2025 Financial Guidance

For fiscal year 2025, the Company maintains its previously announced expectations of total operating expenses to be in the range of approximately $270 million to $285 million, which includes non-cash items such as stock-based compensation expense, amortization of debt discounts and issuance costs, and depreciation and amortization.

Based on the current operating plans and assumptions, the Company believes that existing cash, cash equivalents, and marketable securities, together with anticipated net revenues from U.S. sales of RYTELO, will be sufficient to fund projected operating requirements for the foreseeable future.

Conference Call

Geron will host a conference call at 8:00 a.m. ET on Wednesday, May 7, 2025, to discuss business updates and first quarter 2025 financial results.

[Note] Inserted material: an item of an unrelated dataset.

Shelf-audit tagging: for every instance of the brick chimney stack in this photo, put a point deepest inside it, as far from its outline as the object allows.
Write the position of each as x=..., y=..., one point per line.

A live webcast of the conference call and related presentation will be available on the Company’s website at www.geron.com/investors/events. An archive of the webcast will be available on the Company’s website for 30 days.

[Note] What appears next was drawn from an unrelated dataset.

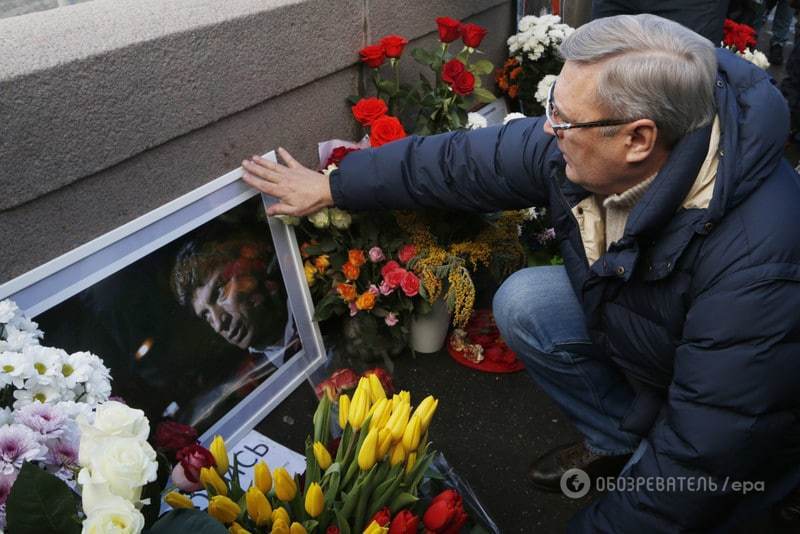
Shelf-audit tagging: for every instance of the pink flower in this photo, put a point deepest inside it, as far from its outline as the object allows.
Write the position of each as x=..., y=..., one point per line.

Participants may access the webcast by registering online using the following link, View Source

About RYTELO (imetelstat)

RYTELO is an oligonucleotide telomerase inhibitor approved in the U.S. for the treatment of adult patients with low-to-intermediate-1 risk myelodysplastic syndromes (LR-MDS) with transfusion-dependent anemia requiring four or more red blood cell units over eight weeks who have not responded to or have lost response to or are ineligible for erythropoiesis-stimulating agents (ESAs). It is indicated to be administered as an intravenous infusion over two hours every four weeks.

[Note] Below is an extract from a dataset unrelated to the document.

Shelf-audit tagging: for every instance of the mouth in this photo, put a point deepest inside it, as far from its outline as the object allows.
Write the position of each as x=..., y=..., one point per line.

In addition, RYTELO is approved in the European Union as a monotherapy for the treatment of adult patients with transfusion-dependent anemia due to very low, low or intermediate risk myelodysplastic syndromes without an isolated deletion 5q cytogenetic (non-del 5q) abnormality and who had an unsatisfactory response to or are ineligible for erythropoietin-based therapy.

RYTELO is a first-in-class treatment that works by inhibiting telomerase enzymatic activity. Telomeres are protective caps at the end of chromosomes that naturally shorten each time a cell divides. In LR-MDS, abnormal bone marrow cells often express the enzyme telomerase, which rebuilds those telomeres, allowing for uncontrolled cell division. Developed and exclusively owned by Geron, RYTELO is the first and only telomerase inhibitor approved by the U.S. Food and Drug Administration and the European Commission.